Reprisal rates from China out of approximately $ 22 billion in American goods, including agricultural exports, entered on Monday.
During the weekend, the secretary of the Treasury, Scott Bessent, has little attended worried investors when he recognized the signs of American economic weakness. “Could we see that this economy we inherited begin to roll a little?” Of course, “he told CNBC.

Trump and Bessent seem to be prepared for “pain to redirect the economy,” said Jim Reid of Deutsche Bank. “Taken at its nominal value, these quotes suggest that their level of pain is higher than most would have believed a few weeks ago.”
Goldman Sachs lowered its growth prediction for the US economy to 1.7% on Monday, compared to 2.4% at the start of the year, because its commercial policy hypotheses became “considerably more unfavorable”.
The falls of the stock market in recent weeks mark a net reversal of the atmosphere at the end of last year and earlier this year, when hopes for deregulation and tax reductions under Trump fueled a market rally.
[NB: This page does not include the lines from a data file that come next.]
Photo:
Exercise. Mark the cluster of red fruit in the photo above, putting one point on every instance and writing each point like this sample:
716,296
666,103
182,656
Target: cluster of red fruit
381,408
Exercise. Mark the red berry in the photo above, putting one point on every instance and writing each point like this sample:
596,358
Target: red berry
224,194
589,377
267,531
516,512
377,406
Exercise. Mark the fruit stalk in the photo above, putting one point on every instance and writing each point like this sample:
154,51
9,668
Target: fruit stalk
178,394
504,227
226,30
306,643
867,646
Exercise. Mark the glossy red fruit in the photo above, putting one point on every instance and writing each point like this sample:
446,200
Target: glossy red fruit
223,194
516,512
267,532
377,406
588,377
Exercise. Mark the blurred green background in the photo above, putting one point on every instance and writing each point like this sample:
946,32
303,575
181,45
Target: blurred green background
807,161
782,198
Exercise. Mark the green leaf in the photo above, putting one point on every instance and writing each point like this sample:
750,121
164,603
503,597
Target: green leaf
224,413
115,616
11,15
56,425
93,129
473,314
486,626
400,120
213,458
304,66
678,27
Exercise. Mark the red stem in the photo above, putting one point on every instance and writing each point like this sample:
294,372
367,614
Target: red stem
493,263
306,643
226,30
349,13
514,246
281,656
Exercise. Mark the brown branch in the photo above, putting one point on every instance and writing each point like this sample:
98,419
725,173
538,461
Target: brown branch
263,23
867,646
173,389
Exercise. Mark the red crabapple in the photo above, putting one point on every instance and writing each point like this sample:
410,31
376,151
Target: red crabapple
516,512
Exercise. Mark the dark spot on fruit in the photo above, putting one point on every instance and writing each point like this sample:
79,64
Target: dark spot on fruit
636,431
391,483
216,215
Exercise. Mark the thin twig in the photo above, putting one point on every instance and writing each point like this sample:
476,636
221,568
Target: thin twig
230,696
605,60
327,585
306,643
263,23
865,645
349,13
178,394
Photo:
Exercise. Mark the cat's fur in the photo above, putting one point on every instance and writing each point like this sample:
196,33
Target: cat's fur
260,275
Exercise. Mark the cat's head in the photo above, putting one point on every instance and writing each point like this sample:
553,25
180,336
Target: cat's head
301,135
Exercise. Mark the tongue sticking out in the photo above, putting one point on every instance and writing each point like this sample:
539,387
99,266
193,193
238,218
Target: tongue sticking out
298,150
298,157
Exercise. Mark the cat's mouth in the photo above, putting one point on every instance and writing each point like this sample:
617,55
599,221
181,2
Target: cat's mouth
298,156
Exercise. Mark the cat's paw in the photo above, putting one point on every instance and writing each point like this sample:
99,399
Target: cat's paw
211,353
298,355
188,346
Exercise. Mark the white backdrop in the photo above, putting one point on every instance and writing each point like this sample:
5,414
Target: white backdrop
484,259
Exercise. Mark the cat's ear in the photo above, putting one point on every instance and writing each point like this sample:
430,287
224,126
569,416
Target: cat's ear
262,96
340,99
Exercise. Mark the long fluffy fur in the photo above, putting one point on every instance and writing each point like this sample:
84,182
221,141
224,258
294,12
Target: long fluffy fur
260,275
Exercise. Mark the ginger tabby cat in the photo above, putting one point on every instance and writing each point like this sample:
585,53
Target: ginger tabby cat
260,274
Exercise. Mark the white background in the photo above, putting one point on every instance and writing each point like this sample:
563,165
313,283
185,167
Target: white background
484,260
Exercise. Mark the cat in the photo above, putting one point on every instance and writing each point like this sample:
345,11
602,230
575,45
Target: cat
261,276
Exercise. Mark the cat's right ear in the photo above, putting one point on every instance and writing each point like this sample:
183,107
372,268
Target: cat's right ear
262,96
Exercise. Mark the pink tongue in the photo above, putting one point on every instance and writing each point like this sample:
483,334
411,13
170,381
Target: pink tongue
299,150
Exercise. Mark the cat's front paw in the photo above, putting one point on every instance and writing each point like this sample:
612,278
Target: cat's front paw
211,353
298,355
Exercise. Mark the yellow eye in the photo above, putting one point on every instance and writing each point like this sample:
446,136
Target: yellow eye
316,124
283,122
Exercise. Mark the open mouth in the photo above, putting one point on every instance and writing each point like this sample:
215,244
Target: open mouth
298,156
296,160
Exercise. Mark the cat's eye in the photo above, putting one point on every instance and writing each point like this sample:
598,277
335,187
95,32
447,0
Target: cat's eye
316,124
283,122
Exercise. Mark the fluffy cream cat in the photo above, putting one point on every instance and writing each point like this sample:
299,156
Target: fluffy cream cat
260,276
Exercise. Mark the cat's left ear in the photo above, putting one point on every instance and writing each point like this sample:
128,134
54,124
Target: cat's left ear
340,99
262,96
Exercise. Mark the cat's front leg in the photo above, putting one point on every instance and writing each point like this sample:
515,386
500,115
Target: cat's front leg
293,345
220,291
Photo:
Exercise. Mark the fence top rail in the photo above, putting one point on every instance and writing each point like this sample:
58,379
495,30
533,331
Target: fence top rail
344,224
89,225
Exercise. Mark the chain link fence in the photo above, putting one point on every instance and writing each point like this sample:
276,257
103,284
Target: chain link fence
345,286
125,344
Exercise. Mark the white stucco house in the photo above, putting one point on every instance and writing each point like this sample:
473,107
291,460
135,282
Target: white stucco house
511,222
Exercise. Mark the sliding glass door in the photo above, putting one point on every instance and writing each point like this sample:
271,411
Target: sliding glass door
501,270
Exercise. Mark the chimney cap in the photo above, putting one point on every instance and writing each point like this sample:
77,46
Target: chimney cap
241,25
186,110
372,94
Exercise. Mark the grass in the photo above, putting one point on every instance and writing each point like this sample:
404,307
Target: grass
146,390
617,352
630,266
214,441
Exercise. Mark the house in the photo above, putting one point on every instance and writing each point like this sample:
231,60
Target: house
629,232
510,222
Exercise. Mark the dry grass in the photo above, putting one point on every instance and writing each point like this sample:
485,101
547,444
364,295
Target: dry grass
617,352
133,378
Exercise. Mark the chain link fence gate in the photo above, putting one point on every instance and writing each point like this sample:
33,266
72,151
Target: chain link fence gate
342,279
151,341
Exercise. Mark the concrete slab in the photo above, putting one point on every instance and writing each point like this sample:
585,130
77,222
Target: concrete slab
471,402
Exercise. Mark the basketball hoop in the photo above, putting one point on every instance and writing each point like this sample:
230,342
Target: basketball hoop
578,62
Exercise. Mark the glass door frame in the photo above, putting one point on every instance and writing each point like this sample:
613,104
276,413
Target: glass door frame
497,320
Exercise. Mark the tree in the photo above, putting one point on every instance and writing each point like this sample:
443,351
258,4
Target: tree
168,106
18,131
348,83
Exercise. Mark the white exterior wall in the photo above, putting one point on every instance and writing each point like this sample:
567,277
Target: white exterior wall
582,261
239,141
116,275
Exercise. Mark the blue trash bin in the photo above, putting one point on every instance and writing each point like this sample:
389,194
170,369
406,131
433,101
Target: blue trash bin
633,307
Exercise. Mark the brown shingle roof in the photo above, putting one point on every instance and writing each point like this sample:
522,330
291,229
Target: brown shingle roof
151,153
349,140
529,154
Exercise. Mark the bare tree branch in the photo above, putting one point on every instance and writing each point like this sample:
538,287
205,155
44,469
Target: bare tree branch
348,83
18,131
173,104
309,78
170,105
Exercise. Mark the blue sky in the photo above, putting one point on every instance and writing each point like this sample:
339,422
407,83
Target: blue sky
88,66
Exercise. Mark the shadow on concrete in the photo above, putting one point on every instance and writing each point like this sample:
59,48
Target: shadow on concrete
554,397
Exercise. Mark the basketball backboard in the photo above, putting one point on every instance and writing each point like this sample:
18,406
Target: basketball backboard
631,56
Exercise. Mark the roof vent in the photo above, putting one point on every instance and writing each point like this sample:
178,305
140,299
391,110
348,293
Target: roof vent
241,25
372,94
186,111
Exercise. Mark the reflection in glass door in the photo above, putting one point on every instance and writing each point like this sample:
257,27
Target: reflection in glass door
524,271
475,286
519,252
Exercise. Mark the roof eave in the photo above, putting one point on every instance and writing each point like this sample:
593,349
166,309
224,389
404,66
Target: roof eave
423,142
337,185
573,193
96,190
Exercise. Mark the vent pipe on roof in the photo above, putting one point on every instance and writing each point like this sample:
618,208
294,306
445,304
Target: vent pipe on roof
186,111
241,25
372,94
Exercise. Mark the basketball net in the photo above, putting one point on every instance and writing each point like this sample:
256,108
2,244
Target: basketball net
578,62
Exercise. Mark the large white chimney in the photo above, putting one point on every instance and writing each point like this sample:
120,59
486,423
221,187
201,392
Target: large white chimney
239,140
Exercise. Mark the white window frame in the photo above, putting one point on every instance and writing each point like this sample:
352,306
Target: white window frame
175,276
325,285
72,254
Instead, homework on commercial partners such as Canada, Mexico, China and the EU led investors to brake their bets and have greatly pushed the risk.
The S&P could lower almost 20% compared to its current level if “growth is more significantly falling and the recession becomes likely,” the US clients of Morgan Stanley said on Monday in the customers on Monday. “We are not here, but things can change quickly.”
JPMorgan estimates that the index could drop as low as 5,200 – a decrease of almost 10% of current levels – due to “commercial uncertainty”, while Citi analysts think that Trump’s benefits can push the S&P to 5500 points. In December, an average of 10 world banks expected the index of approximately 10% in 2025 to around 6,550 points.